Terry’s recent teaching emphases include developing a mindfulness approach to photography, “conscious camerawork”, exploring a creative and personal vision/voice, and examining diversity through photography. He continues to support his addiction to analog photography (and music), but can use a histogram with the best of them.

Christine Baczek
Photographer, Curator, Artist Coordinator for Memorieslab in Shenzhen, China

Chris’s personal work and research focuses on analog and alternative photographic processes like cyanotype, platinum/palladium, chromoskedasic Sabattier, film, etc.

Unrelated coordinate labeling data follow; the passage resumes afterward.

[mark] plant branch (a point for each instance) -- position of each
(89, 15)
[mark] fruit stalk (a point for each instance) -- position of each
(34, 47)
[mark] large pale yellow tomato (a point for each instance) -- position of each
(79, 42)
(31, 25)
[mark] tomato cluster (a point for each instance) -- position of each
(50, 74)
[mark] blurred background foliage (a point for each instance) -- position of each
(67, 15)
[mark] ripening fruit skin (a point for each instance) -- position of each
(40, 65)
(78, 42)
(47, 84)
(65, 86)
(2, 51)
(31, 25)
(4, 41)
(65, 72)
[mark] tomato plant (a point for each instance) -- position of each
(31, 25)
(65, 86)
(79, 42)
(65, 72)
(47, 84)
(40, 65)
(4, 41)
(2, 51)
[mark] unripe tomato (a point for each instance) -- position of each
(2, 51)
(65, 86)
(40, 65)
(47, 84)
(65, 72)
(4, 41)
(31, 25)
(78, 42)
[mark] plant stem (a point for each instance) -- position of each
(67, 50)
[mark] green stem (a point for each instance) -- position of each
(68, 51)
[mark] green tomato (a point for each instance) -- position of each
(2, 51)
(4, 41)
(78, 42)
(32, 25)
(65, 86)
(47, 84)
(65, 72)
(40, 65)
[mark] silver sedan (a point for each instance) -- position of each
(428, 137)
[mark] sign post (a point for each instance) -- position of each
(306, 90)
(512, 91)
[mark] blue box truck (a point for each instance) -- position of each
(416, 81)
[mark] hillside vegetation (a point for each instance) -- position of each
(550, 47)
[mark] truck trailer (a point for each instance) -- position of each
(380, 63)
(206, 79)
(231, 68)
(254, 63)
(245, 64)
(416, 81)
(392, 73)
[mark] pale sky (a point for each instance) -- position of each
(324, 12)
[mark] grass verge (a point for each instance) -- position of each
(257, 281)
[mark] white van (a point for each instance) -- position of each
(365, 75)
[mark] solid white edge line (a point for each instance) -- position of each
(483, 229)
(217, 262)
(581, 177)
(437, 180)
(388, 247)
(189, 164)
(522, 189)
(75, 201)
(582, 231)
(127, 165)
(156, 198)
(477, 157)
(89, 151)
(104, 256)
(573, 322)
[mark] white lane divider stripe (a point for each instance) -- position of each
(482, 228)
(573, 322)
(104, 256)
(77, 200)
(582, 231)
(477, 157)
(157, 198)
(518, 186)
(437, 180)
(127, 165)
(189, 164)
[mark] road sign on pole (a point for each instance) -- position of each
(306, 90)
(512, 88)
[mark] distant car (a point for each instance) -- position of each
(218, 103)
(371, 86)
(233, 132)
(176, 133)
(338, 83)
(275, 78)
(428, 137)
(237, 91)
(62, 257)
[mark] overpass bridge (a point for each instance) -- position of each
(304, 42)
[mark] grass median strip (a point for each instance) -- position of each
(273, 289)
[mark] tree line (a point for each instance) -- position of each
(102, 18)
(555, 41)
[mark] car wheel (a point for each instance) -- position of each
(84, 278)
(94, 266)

She uses this expertise in historical photographic processes to address ideas of time, influences on perception, the realities of documentation, and the process of observation.
https://christinebaczek.culturalspot.org/home

Barbara Tschaggeny
Executive Assistant, Salt Lake City, Utah

A native of Salt Lake City, Utah, Barbara officially joined TheDPF board in 2017. She provide support and strategies to improve our fundraising efforts. Barbara says, “I have a passion for non-profit organizations and how they make a difference in people’s lives.”

Kim Raff
Freelance documentary, editorial and reportage photographer

Based in Salt Lake City, Utah, after receiving a degree in visual journalism from Rochester Institute of Technology in Rochester, NY she went on to a seven-year career in newspapers, which included staff positions with The Salt Lake Tribune and The News & Advance.  She specializes in documentary photojournalism, seeing stories in her own back yard and capturing intimate portraits of the human experience. Kim loves finding beauty in the average moments of life and believes photography has the ability to show us the similarities we all share as people. Her craft has drawn her into people’s living rooms, pulled her onto mountain tops, and humbled her at gravesides; from the Deep South to the American West.